SINGAPORE – Stocks in Singapore closed lower on April 17, mirroring a broader regional reversal as investors await updates on an extension to the US-Iran ceasefire that ends on April 21.
The benchmark Straits Times Index (STI) lost 0.2 per cent or 9.9 points to finish at 4,997.93.
Across the broader market, losers beat gainers 316 to 257, after 1.8 billion securities worth $2.1 billion changed hands.
The three local banks ended mixed. OCBC rose 0.3 per cent or $0.06 to $22.72, while DBS finished 0.1 per cent or $0.05 lower at $57.25 and UOB fell 0.3 per cent or $0.12 to $37.40.

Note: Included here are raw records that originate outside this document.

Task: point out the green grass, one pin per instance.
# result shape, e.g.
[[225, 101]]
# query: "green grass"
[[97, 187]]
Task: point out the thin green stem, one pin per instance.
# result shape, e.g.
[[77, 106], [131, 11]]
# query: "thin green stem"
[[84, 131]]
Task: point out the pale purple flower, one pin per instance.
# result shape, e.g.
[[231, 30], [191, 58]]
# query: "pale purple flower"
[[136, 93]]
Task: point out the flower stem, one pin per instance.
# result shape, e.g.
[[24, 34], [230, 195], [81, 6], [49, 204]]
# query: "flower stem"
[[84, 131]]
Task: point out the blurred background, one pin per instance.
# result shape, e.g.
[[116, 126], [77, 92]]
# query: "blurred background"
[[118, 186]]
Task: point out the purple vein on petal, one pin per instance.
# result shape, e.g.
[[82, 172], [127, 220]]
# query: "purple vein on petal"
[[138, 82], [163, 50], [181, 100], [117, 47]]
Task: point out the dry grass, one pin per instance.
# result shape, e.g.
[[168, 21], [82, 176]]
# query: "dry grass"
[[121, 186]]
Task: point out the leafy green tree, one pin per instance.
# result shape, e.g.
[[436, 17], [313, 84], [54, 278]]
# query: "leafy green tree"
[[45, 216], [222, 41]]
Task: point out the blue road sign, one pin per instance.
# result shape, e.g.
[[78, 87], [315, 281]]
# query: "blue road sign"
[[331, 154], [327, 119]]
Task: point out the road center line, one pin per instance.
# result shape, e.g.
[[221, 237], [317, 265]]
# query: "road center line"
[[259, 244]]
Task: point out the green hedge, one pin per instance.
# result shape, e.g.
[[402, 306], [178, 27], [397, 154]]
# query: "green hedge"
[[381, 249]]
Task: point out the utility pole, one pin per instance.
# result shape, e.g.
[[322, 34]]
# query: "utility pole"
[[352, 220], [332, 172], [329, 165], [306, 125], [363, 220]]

Yangzijiang Shipbuilding led the gainers on Singapore’s blue-chip index, rising 1 per cent or $0.04 to $4.09. The worst performer among STI constituents was Seatrium, which retreated 1.6 per cent or $0.04 to $2.42.
Key regional indexes were mixed. Hong Kong’s Hang Seng Index lost 0.9 per cent, Japan’s Nikkei 225 index fell 1.8 per cent and South Korea’s Kospi was down 0.6 per cent. Meanwhile, the FTSE Bursa Malaysia KLCI gained 0.3 per cent.

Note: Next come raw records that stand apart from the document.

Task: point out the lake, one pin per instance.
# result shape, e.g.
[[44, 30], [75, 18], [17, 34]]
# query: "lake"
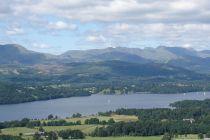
[[88, 105]]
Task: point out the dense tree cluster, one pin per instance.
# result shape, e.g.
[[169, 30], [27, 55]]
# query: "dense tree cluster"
[[190, 119], [9, 137]]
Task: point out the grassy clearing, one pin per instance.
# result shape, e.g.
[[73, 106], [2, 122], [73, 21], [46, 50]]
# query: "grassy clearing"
[[117, 118], [87, 129], [125, 138]]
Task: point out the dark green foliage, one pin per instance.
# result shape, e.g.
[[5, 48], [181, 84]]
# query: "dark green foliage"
[[51, 135], [200, 136], [8, 137], [177, 121], [167, 136], [92, 121], [71, 134], [77, 115]]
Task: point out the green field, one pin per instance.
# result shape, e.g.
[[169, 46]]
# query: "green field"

“There is a growing sense that traders may begin lightening risk into the weekend as the ceasefire clock ticks towards Tuesday (April 21),” said Mr Stephen Innes, managing partner at SPI Asset Management.
He added that headlines suggesting that negotiations could last for months are “already tempering” market enthusiasm. “Even the most momentum-driven rallies can suffer from exhaustion.”

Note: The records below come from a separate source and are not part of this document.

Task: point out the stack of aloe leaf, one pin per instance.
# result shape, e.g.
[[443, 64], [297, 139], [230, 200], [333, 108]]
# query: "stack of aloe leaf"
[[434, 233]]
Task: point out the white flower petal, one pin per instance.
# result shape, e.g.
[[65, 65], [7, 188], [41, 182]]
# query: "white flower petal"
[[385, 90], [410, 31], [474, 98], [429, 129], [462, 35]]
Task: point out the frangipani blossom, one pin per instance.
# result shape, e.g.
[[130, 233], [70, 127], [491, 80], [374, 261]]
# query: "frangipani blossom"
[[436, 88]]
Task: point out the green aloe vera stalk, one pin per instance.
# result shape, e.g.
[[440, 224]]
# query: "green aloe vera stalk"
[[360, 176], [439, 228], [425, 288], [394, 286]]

Meanwhile, Mr Nigel Green, chief executive officer of deVere Group, said: “If a deal materialises this weekend, the rotation across sectors will be swift and decisive.”
Noting the rally seen in Asian markets during the week, Mr Green added: “Markets are already moving ahead of the outcome. Investors are positioning for a scenario in which tensions ease, energy flows stabilise, and global growth expectations improve.”